TEMPO.CO, Jakarta – Panglima TNI Jenderal Andika Perkasa menghindari pengenaan sanksi etik bagi prajurit yang terlibat tindak kekerasan dalam Tragedi Kanjuruhan. Sejumlah prajurit yang terlibat mengamankan pertandingan kini menghadapi sanksi, termasuk komandan batalyon.
“Saya berusaha untuk tidak etis, karena kalau etika ini memang ada syaratnya. Bagi saya sangat jelas itu kejahatan,” kata Andika Perkasa saat ditemui usai peringatan HUT TNI ke-77 di Istana Merdeka, Jakarta. , Rabu, 5 Oktober 2022.
Sebelumnya, ratusan orang tewas dalam Tragedi Kanjuruhan usai pertandingan Arema FC vs Persebaya Surabaya pada Sabtu, 1 Oktober 2022. Kekerasan dari aparat dan penggunaan air mata menjadi sorotan publik atas kejadian ini.
Andika mengatakan, sejauh ini sudah ada 5 prajurit yang diperiksa terkait Tragedi Kanjuruhan karena sudah ada bukti permulaan.

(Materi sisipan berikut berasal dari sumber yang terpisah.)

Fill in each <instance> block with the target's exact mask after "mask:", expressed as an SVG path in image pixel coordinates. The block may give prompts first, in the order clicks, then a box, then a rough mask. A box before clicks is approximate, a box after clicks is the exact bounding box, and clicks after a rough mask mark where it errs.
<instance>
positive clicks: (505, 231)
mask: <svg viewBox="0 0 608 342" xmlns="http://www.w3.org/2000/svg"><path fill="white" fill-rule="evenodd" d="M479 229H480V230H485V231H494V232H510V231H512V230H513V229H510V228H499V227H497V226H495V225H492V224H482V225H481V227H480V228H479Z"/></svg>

Empat orang mengaku telah melakukan kekerasan terhadap suporter Arema FC dan satu orang lagi tidak mengakuinya. “Tapi kami tidak menyerah,” katanya.
Andika mengatakan, TNI terus meminta informasi kepada siapa saja yang memiliki video kerusuhan di Kanjuruhan yang menewaskan ratusan orang. Dari lima yang diperiksa, empat di antaranya adalah sersan dua (serda) dan satu prajurit (pratu).
Andika tidak merinci apakah semua yang mengaku sebagai empat prajurit ini berpangkat serda. Namun dia membenarkan bahwa TNI saat ini sedang mengkaji unsur pimpinan prajurit.
“Kami juga memeriksa mereka yang lebih tinggi, prosedur apa yang mereka lakukan, apakah mereka telah memperingatkan mereka, dan sebagainya,” kata mantan Panglima Pasukan Keamanan Presiden itu.
Periksa Komandan
Pemeriksaan ini sampai ke tingkat komandan batalyon yang berada di lokasi kejadian. Pemeriksaan ini, kata dia, merupakan bagian dari evaluasi di lingkungan TNI. “Apa itu berarti pengarahanmenekankan batasan kewenangan TNI dalam bertindak, padahal kita hanya BKO, berarti tidak berhasil,” ujarnya.
Dalam video yang merupakan yang terbesar di media sosial, terlihat seorang tentara menendang kipas dari belakang saat mereka berjalan di lapangan. Video ini salah satu referensi Andika.
“Seperti di video itu, ada beberapa oknum yang menyerang masyarakat atau individu yang tidak menyerang, malah membelakangi. Itu sangat-sangat tidak baik,” kata Andika.
Andika mengatakan, paling tidak para prajurit ini bisa dijerat Pasal 351 KUHP ayat 1. Kemudian KUHP Pasal 126 tentang melampaui kewenangannya dalam bertindak. “Itu minimal, jadi kita lanjutkan dan setiap pasal ada ancaman hukumannya,” katanya.
Begitu juga dengan panglima prajurit. Jika misalnya komandan tidak memberi pengarahan sehingga terjadi kerusuhan, artinya tidak bertanggung jawab. “Artinya Pasal 126 KUHP (militer), KUHP M ini akan pidana, bukan hanya etika atau disiplin,” katanya.
Ikuti berita terbaru dari Tempo di Google News, klik di sini.